Deadlocking a Tokio Mutex without Holding a Lock | e6data

11 min read Original article ↗

Deadlocks usually occur under very specific scenarios: someone grabs a lock and tries to acquire another lock (which is held by someone else). This scenario only had one lock. In a Rust app running on Tokio, we guarded a shared state with a single mutex. Under a specific workload, four futures would start, three would complete and the fourth would hang forever. Our logs showed that the lock had been released, but no future had acquired it. So what were the futures waiting for?

One obvious thing to look for is whether we were holding a std mutex across an .await. That’s such a classic mistake that clippy has a warning for it. But we were not doing that. We used a tokio::sync::Mutex to avoid exactly such issues. The explanation ended up being inside tokio’s internals. To be clear, this is not a tokio bug – we were holding these futures incorrectly.

Let’s start by breaking down the problem from our production code to a simple reproducer that can run on the Rust playground.

The Issue

The reproducer is relatively small. We have one tokio mutex being used by 4 workers concurrently. There’s a special PausableFuture that stops polling the inner future when it gets a signal. Also note that we’re using the current_thread flavour of tokio, which is single-threaded. Similar behavior is seen with a multi_thread runtime with 4 worker threads.

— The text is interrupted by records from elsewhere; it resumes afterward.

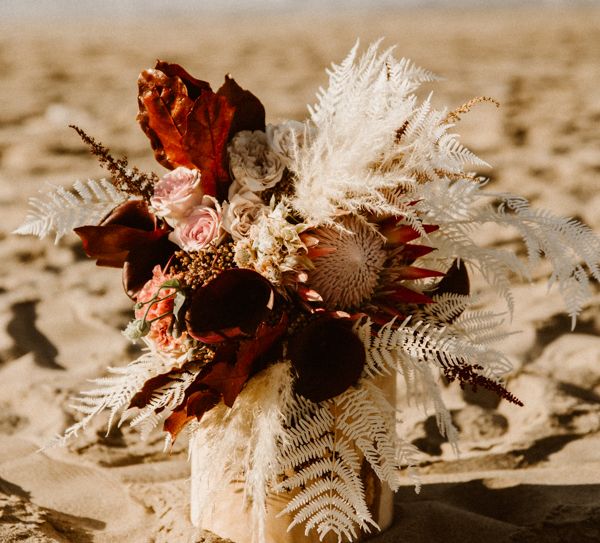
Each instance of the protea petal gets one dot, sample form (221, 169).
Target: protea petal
(398, 234)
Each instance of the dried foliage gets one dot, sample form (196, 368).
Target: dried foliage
(129, 180)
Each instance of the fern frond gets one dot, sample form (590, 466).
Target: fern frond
(168, 396)
(62, 210)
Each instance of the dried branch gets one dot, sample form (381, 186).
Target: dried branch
(129, 180)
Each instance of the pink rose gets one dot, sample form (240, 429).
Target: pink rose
(176, 194)
(160, 312)
(201, 226)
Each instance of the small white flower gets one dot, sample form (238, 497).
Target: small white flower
(285, 139)
(273, 245)
(254, 165)
(176, 194)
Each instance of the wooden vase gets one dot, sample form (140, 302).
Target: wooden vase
(230, 518)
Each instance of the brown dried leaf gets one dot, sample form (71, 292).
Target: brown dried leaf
(164, 106)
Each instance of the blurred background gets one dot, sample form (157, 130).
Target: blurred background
(524, 474)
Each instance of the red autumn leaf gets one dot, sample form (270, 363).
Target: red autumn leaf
(190, 125)
(249, 112)
(193, 86)
(233, 369)
(206, 136)
(327, 356)
(164, 106)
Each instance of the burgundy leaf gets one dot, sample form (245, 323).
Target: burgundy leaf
(234, 303)
(327, 356)
(193, 86)
(164, 106)
(142, 259)
(129, 237)
(233, 369)
(195, 406)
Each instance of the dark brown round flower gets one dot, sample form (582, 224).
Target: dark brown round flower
(327, 356)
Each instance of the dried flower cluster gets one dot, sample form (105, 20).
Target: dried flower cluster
(279, 272)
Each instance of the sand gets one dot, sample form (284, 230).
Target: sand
(526, 474)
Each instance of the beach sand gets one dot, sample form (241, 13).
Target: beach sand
(525, 474)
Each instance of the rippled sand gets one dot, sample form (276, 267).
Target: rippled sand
(525, 474)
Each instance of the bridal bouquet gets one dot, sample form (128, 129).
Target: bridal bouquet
(284, 275)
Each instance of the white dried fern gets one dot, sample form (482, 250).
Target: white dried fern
(241, 444)
(114, 393)
(330, 495)
(62, 210)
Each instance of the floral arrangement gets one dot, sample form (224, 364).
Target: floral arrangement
(284, 274)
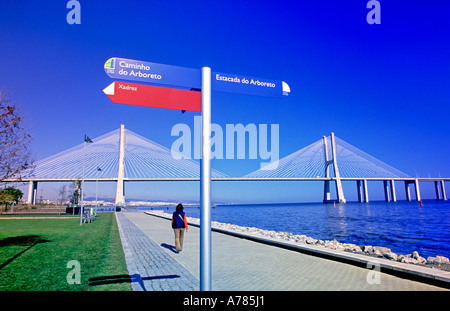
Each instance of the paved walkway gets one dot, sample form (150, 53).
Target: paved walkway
(238, 264)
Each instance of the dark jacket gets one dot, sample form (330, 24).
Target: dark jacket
(179, 220)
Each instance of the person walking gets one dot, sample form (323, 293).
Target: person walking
(179, 225)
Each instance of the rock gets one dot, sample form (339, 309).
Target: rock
(380, 251)
(410, 260)
(438, 260)
(352, 248)
(320, 243)
(367, 249)
(417, 257)
(310, 240)
(390, 255)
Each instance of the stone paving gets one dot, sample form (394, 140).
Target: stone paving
(238, 264)
(149, 266)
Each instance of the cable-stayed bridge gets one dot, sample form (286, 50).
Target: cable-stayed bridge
(124, 156)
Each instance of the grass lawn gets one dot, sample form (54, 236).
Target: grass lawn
(34, 254)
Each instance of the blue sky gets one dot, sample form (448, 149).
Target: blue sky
(383, 88)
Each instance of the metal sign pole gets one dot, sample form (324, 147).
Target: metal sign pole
(205, 184)
(82, 184)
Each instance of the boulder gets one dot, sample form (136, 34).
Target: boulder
(406, 259)
(417, 257)
(380, 251)
(438, 260)
(390, 255)
(310, 240)
(367, 249)
(352, 248)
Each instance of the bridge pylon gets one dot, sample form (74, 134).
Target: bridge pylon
(337, 178)
(120, 193)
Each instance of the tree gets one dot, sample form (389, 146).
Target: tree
(15, 157)
(10, 195)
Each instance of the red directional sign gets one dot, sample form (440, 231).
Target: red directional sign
(153, 96)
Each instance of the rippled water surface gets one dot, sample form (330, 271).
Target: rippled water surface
(403, 226)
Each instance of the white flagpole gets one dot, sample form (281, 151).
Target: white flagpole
(205, 184)
(82, 185)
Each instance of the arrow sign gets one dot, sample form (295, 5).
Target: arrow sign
(153, 96)
(225, 82)
(153, 73)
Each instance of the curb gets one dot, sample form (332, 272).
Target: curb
(422, 274)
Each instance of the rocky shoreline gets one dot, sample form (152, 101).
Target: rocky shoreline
(439, 262)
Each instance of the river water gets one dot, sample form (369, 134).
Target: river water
(404, 227)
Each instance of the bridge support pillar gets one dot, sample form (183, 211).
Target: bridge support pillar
(407, 191)
(386, 191)
(339, 190)
(416, 189)
(440, 190)
(393, 195)
(32, 192)
(363, 191)
(359, 190)
(444, 196)
(389, 191)
(120, 193)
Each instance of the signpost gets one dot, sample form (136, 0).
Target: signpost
(153, 96)
(185, 96)
(153, 73)
(225, 82)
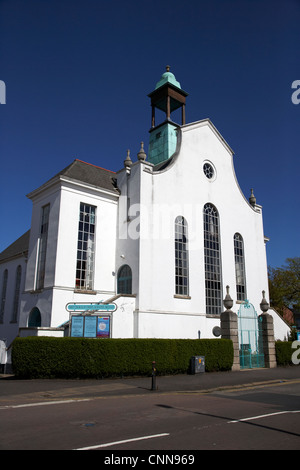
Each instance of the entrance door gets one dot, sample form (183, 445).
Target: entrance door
(250, 337)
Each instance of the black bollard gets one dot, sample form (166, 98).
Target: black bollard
(153, 376)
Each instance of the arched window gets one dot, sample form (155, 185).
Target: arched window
(239, 259)
(34, 319)
(3, 294)
(181, 257)
(17, 294)
(212, 260)
(124, 280)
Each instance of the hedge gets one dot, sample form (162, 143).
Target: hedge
(284, 352)
(46, 357)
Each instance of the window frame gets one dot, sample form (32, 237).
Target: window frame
(212, 260)
(124, 277)
(239, 264)
(86, 246)
(181, 257)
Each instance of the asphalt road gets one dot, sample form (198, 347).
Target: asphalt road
(260, 415)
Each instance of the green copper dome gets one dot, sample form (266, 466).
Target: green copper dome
(168, 77)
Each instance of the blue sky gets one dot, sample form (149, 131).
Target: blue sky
(77, 75)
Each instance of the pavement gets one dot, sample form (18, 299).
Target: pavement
(14, 391)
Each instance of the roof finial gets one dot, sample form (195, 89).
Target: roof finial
(127, 161)
(252, 199)
(142, 155)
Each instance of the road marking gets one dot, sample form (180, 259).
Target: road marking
(109, 444)
(263, 416)
(42, 403)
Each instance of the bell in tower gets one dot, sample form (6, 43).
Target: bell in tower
(167, 96)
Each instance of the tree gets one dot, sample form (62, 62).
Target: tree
(284, 285)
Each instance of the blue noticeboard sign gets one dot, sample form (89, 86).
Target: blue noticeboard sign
(90, 326)
(77, 326)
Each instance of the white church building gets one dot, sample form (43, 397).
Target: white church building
(158, 240)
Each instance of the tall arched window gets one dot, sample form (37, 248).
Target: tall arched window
(181, 257)
(124, 280)
(212, 260)
(3, 294)
(17, 294)
(34, 319)
(239, 259)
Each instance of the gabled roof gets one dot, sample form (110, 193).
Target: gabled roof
(17, 248)
(86, 173)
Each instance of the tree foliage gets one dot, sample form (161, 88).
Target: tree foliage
(284, 285)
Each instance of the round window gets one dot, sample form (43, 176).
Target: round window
(208, 170)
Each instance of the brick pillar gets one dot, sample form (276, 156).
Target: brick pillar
(229, 329)
(267, 331)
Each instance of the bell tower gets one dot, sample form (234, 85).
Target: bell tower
(167, 96)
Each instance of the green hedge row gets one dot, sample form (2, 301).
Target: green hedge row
(41, 357)
(284, 352)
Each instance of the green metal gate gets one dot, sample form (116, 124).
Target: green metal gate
(250, 337)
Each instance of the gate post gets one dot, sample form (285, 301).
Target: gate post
(267, 327)
(229, 329)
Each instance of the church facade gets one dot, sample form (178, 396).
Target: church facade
(160, 239)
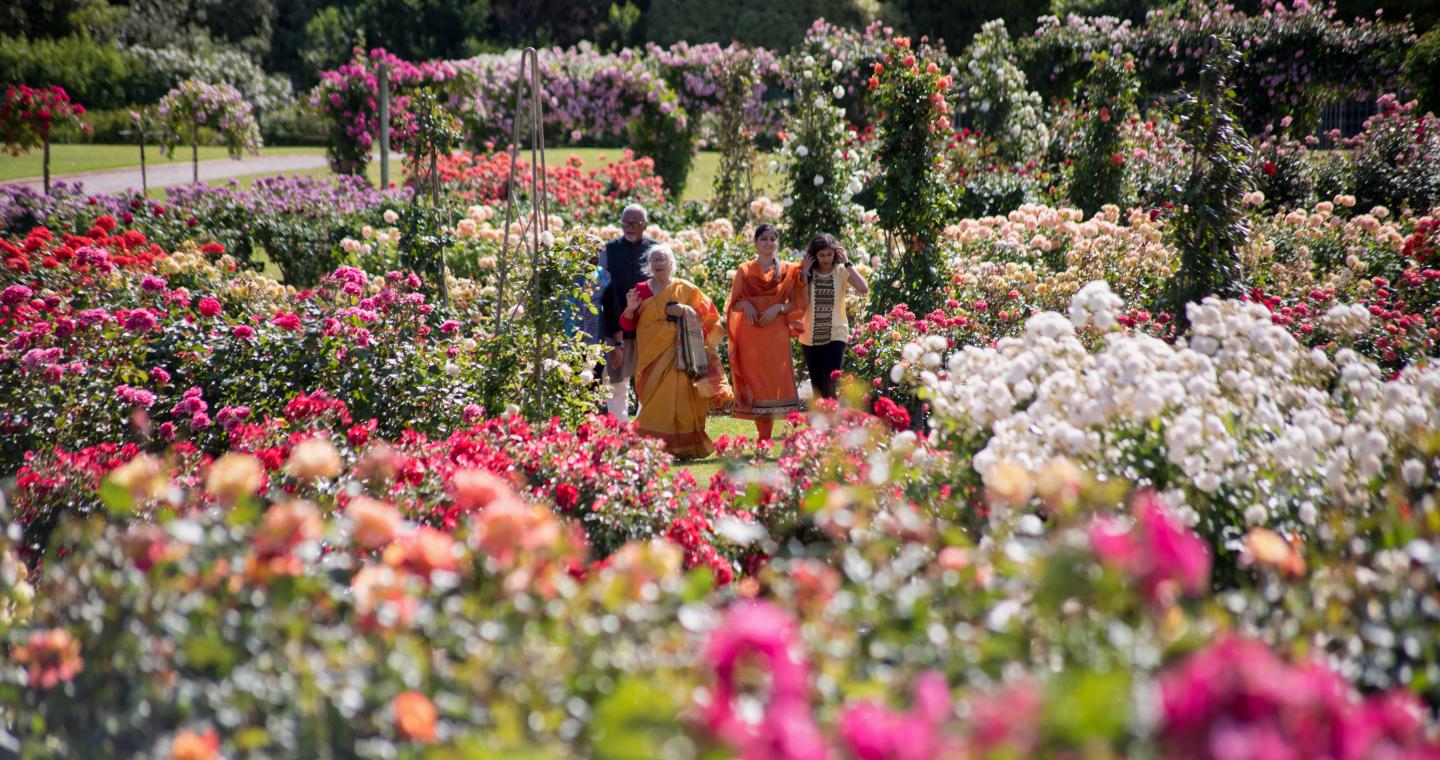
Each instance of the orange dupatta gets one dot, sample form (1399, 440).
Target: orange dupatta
(761, 363)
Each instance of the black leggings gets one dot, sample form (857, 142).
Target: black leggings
(824, 360)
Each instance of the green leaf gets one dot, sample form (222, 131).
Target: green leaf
(634, 720)
(1086, 706)
(115, 498)
(697, 585)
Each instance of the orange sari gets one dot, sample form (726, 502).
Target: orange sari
(673, 406)
(762, 370)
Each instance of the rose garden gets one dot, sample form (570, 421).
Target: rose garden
(1136, 451)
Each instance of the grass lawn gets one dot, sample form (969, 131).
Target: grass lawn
(85, 157)
(66, 159)
(717, 426)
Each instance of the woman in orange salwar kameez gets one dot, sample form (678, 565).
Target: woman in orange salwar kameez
(765, 298)
(677, 330)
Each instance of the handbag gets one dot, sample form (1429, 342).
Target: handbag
(690, 347)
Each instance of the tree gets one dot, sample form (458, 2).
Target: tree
(955, 23)
(1210, 225)
(219, 108)
(330, 36)
(818, 180)
(910, 193)
(762, 23)
(422, 29)
(29, 114)
(994, 97)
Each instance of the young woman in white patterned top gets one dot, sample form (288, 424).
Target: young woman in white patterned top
(827, 330)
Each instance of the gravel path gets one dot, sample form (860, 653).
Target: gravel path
(115, 180)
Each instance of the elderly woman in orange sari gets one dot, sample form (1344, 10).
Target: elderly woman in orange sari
(677, 373)
(765, 298)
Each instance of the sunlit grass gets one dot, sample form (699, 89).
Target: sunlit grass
(87, 157)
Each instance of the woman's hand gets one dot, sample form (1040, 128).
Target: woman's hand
(748, 308)
(678, 310)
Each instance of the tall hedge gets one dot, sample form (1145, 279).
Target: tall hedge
(95, 74)
(765, 23)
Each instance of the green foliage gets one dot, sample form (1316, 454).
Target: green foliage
(910, 192)
(735, 180)
(1132, 10)
(1285, 170)
(95, 74)
(1098, 167)
(778, 26)
(1210, 225)
(1397, 157)
(818, 177)
(994, 97)
(666, 133)
(304, 246)
(955, 23)
(1423, 71)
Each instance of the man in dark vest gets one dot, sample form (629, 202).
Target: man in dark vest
(624, 258)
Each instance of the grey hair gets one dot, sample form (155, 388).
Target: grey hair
(658, 251)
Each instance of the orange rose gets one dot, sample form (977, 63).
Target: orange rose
(313, 458)
(424, 552)
(414, 717)
(376, 523)
(475, 488)
(192, 746)
(287, 526)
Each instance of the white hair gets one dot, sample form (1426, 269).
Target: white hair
(658, 251)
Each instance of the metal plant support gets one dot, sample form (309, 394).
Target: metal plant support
(534, 220)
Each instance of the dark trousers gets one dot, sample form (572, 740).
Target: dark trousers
(824, 360)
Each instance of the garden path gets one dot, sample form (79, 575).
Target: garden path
(115, 180)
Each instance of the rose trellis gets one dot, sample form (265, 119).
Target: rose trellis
(219, 108)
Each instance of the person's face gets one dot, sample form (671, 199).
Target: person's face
(768, 242)
(632, 223)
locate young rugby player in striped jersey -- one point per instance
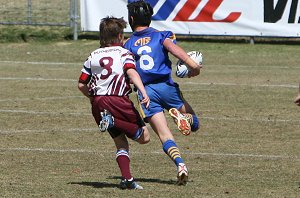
(105, 80)
(151, 48)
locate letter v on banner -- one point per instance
(206, 14)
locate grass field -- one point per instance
(248, 145)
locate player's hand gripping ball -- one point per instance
(182, 70)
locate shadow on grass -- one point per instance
(96, 184)
(116, 185)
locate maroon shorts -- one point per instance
(127, 119)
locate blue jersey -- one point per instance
(152, 60)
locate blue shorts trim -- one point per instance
(162, 96)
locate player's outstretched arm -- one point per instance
(136, 80)
(179, 53)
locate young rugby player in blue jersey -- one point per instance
(105, 80)
(151, 48)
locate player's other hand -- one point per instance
(146, 100)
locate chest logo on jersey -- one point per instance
(142, 41)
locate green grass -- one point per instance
(248, 145)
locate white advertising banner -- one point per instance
(278, 18)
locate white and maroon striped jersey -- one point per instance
(106, 67)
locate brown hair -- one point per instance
(110, 28)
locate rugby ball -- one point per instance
(182, 70)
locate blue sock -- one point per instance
(171, 149)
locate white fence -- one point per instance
(254, 18)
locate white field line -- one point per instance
(184, 83)
(203, 117)
(26, 131)
(241, 155)
(38, 63)
(45, 98)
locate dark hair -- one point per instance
(139, 13)
(110, 28)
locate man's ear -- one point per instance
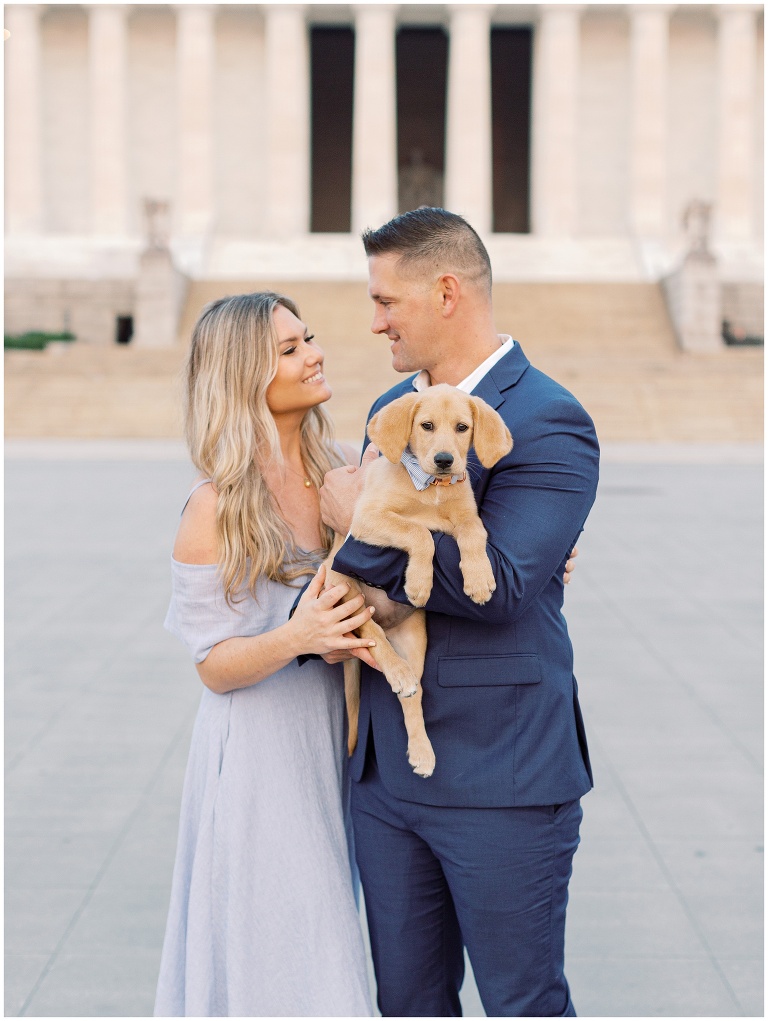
(390, 428)
(449, 289)
(491, 439)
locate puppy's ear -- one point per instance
(491, 438)
(390, 428)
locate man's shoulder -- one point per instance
(534, 391)
(398, 390)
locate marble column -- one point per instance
(556, 88)
(736, 74)
(195, 69)
(287, 142)
(468, 144)
(108, 149)
(23, 171)
(648, 146)
(374, 118)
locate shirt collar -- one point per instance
(418, 476)
(423, 381)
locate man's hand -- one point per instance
(340, 490)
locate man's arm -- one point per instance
(533, 509)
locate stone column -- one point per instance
(556, 86)
(736, 69)
(374, 118)
(195, 67)
(23, 174)
(287, 142)
(108, 151)
(648, 147)
(468, 147)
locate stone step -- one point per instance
(612, 345)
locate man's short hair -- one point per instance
(435, 240)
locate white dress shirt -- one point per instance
(423, 381)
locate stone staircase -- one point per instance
(611, 344)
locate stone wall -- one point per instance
(87, 307)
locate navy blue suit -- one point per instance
(501, 711)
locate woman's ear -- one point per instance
(390, 428)
(491, 438)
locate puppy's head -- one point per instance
(440, 425)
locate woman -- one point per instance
(262, 917)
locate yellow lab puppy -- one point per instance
(420, 486)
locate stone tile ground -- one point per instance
(666, 617)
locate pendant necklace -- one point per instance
(300, 475)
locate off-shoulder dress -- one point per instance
(262, 918)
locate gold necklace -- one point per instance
(299, 475)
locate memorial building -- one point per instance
(149, 147)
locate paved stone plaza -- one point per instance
(666, 616)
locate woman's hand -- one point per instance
(570, 565)
(320, 626)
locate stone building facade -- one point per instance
(573, 137)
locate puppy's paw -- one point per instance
(402, 681)
(479, 583)
(421, 756)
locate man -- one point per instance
(479, 855)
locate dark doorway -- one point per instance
(125, 329)
(422, 76)
(511, 104)
(332, 85)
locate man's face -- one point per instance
(406, 310)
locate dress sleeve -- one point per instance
(199, 615)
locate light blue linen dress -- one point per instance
(262, 918)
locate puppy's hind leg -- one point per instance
(351, 696)
(410, 640)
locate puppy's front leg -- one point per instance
(389, 529)
(479, 583)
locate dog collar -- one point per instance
(420, 478)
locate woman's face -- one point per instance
(299, 383)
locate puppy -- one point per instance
(420, 486)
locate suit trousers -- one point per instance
(437, 879)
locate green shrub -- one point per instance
(35, 340)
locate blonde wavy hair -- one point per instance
(232, 438)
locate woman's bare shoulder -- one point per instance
(349, 452)
(196, 540)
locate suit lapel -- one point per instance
(501, 377)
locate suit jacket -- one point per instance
(500, 700)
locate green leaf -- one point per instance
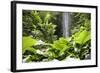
(82, 37)
(28, 42)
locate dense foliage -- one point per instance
(43, 42)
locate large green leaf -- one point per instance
(82, 37)
(27, 43)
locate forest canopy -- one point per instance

//! Reproducer: tokio::sync::Mutex deadlock with a single, unlocked mutex.
//!
//! Cargo.toml:
//!   [dependencies]
//!   tokio = { version = "1", features = ["full"] }

use std::future::Future;
use std::pin::Pin;
use std::sync::Arc;
use std::sync::atomic::{AtomicBool, Ordering};
use std::task::{Context, Poll};
use std::time::Duration;
use tokio::sync::Mutex;

/// Future wrapper that stops forwarding polls when `stopped` is set.
struct PausableFuture<F> {
    inner: Pin<Box<F>>,
    stopped: Arc<AtomicBool>,
}

impl<F: Future> Future for PausableFuture<F> {
    type Output = F::Output;
    fn poll(mut self: Pin<&mut Self>, cx: &mut Context<'_>) -> Poll<Self::Output> {
        if self.stopped.load(Ordering::Acquire) {
            return Poll::Pending;
        }
        self.inner.as_mut().poll(cx)
    }
}

#[tokio::main(flavor = "current_thread")]
async fn main() {
    let mutex = Arc::new(Mutex::new(()));

    // Hold the lock so workers queue up.
    let guard = mutex.lock().await;
    println!("main acquired the lock");

    // Spawn 4 workers, each wrapped in a PausableFuture.
    // Each worker gets its own flag - whether to stop or not.
    let stop_flags: Vec<_> = (0..4).map(|_| Arc::new(AtomicBool::new(false))).collect();
    let mut handles = Vec::new();
    for id in 0..4u32 {
        let mutex = Arc::clone(&mutex);
        let stopped = Arc::clone(&stop_flags[id as usize]);
        handles.push(tokio::spawn(PausableFuture {
            stopped,
            inner: Box::pin(async move {
                let guard = mutex.lock().await;
                println!("worker {id}: acquired lock");
                tokio::time::sleep(Duration::from_millis(100)).await;
                drop(guard);
                println!("worker {id}: released lock");
            }),
        }));
    }

    // Yield so all workers poll lock() and start waiting.
    tokio::task::yield_now().await;

    // Stop polling worker 1.
    stop_flags[1].store(true, Ordering::Release);

    // Release the lock. The mutex is now UNLOCKED.
    drop(guard);
    println!("main released the lock");

    for (id, h) in handles.into_iter().enumerate() {
        match tokio::time::timeout(std::time::Duration::from_secs(2), h).await {
            Ok(Ok(())) => println!("worker {id}: done"),
            Ok(Err(e)) => println!("worker {id}: error: {e}"),
            Err(_) => println!("worker {id}: DEADLOCKED"),
        }
    }
}

Running it gives the following logs:

main acquired the lock
main released the lock
worker 0: acquired lock
worker 0: released lock
worker 0: done
worker 1: DEADLOCKED
worker 2: DEADLOCKED
worker 3: DEADLOCKED

We can see that both main and worker 0 have released the locks. No one is holding the lock, yet the other threads get deadlocked!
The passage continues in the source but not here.